The delegation will meet with the director of the Government Press Office, Danny Seaman; the chairman of the Foreign Press Association in Israel, Dan Perry; CNN bureau chief Mike Hannah; NBC bureau chief Martin Fletcher; the president of the Israel Press Council, Mordechai Kremnitzer; the Speaker of the Knesset, Reuven Rivlin; Justice Minister Yosef Lapid; Interior Minister Avraham Poraz; and the chairman of the Knesset’s Foreign Affairs and Defense Committee, Yuval Steinitz. A reception will be held for the delegation upon its arrival, with the participation of local media personnel and members of academe.

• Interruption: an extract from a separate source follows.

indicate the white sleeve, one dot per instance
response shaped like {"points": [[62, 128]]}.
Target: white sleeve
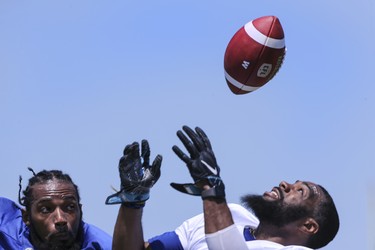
{"points": [[226, 239]]}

The mission is visiting Israel in the wake of the protracted crisis between the foreign press corps and the director of the GPO, and following reports that reached IPI about difficulties being encountered by members of the media and by foreign correspondents in Israel. During the two and a half years of Danny Seaman’s tenure as GPO chief, friction of an unprecedented character has developed between the GPO, which is supposed to serve the foreign press and make the technical arrangements for its activity, and the foreign correspondents who avail themselves of the GPO’s services.

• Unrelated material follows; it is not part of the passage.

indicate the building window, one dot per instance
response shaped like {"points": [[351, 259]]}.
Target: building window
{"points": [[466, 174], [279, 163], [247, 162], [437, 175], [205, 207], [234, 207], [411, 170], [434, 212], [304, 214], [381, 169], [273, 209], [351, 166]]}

The situation today, to the chagrin of the foreign press, is that press cards are not issued to Palestinian reporters who are employed by the foreign media. Foreign media representatives who want to cover the Israeli-Palestinian conflict are required to employ Israelis in their crews, which often hampers their work in the territories.

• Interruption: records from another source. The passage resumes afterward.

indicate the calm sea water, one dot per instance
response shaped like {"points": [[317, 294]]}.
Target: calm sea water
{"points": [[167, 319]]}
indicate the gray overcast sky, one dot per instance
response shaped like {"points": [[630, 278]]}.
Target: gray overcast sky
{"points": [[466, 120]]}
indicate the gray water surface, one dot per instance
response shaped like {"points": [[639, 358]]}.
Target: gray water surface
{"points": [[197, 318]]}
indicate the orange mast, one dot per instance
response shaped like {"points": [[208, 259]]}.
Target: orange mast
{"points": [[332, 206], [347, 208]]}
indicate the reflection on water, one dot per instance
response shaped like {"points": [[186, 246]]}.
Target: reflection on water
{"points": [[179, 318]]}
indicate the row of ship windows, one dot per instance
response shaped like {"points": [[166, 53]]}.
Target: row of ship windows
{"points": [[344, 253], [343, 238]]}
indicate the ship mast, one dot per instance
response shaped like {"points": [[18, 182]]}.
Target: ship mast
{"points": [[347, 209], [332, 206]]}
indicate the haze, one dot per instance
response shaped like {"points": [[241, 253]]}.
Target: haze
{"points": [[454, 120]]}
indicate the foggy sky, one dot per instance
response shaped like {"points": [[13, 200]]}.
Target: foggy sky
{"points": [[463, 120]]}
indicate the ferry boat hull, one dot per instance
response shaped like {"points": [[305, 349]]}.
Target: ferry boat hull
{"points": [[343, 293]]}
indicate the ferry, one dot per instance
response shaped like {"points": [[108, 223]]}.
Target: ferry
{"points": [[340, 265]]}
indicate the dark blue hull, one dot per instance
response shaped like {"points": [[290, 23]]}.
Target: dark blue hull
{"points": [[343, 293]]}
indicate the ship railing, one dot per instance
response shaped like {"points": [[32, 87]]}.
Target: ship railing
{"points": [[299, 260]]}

In addition, foreign correspondents have been finding it difficult to obtain work permits since the GPO stopped arranging the permits and transferred this function to the government Employment Service. Seaman himself has used sharp language against the foreign media on a number of occasions, claiming that it serves the Palestinian side and is hostile to Israel.

The Vienna-based International Press Institute is today the leading organization in promoting freedom of the press and ensuring that journalists can work safely all over the world. Its members include journalists, editors and publishers from 110 countries. The IPI monitors violations of freedom of the press and attacks on correspondents wherever they occur, and publishes detailed reports based on investigations its staff conducts.

If required, the organization approaches the leaders of countries where violations have occurred to urge that freedom of the press be upheld there and tries to find solutions that will enable reporters to do their work freely. Recently, for example, the IPI was in touch with the presidents of Bangladesh and South Africa after journalists in the two countries were hampered in doing their work. The IPI also expressed its concern over restrictions placed on press freedom in Serbia following the assassination of the prime minister, Zoran Djindjic, on March 12.

In addition to Mersol, the delegation consists of Johann Fritz, the director of IPI; Raymond Louw, editor and publisher of Southern Africa Report, Johannesburg, and chairman of the IPI South African National Committee; Stuart Loory, Lee Hills Chair in Free-Press Studies, School of Journalism, University of Missouri, and editor of IPI Global Journalist; Nils Oy, secretary-general of the Association of Norwegian Editors, Oslo, and a member of the IPI Norwegian National Committee; and Reinhard Meier, of the Neue Zurcher Zeitung, Switzerland.